Slovak academics tell Iran to free Baha'i educators18 September 2012
BRATISLAVA, Slovakia — More than 80 leading academics are calling upon the Iranian government to end its persecution of Baha'i educators and students.
The Slovak Republic's former Prime Minister, Professor Iveta Radičová, and a former Education Minister, Professor Ján Pišút, are among the 84 prominent figures to sign an open letter, launched at a press conference here on Monday.
The letter expresses their "displeasure regarding the treatment of Baha'i students and teachers in Iran."
"These individuals are being punished by the state administration because of their efforts to become educated," it states.
The letter was drafted in response to the Iranian government's longtime policy of barring Baha'is from higher education as well as systematic efforts to shut down an informal Baha'i community initiative to educate its young people.

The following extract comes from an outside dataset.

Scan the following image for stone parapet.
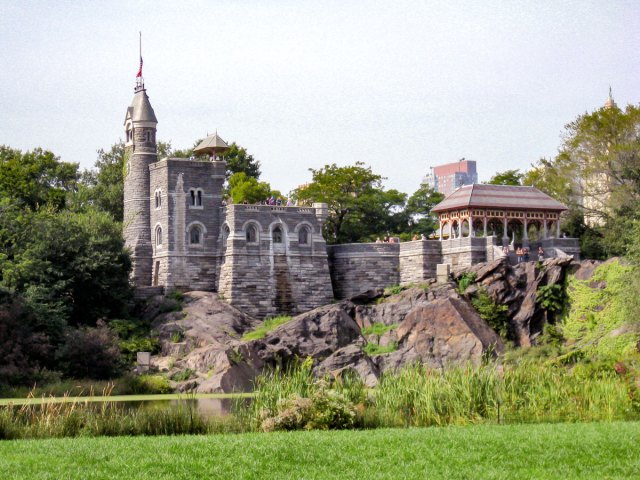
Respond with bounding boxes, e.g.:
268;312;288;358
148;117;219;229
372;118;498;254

The signatories are calling upon the Iranian authorities to release a number of Baha'i educators who are currently serving four- or five-year jail terms. They also want Baha'i students to be given the same rights to education that Slovakia's academic institutions grant every student and teacher "regardless of tradition, religion or country of origin."
The open letter was prepared in cooperation with the president of the Institute for Public Affairs, Dr. Gregorij Mesežnikov. He told yesterday's press conference that he found it unconscionable for any government to deny rights to an entire group merely because of their belonging to a certain religion.
Welcoming the initiative, Jitka Spillerová of the Slovak Baha'i community said the academics "have sent a message to the Iranian government that they cannot hide the injustices they are committing against their country's Baha'is and other intellectuals – not even from a public that is so geographically distant."
In January this year, the Foreign Affairs Committee of the Slovak parliament issued a proclamation describing the Iranian government's incitement to hatred based on religion and belief as "abhorrent." It also demanded an end to Iran's "spiralling efforts to destroy the Iranian Baha'i community."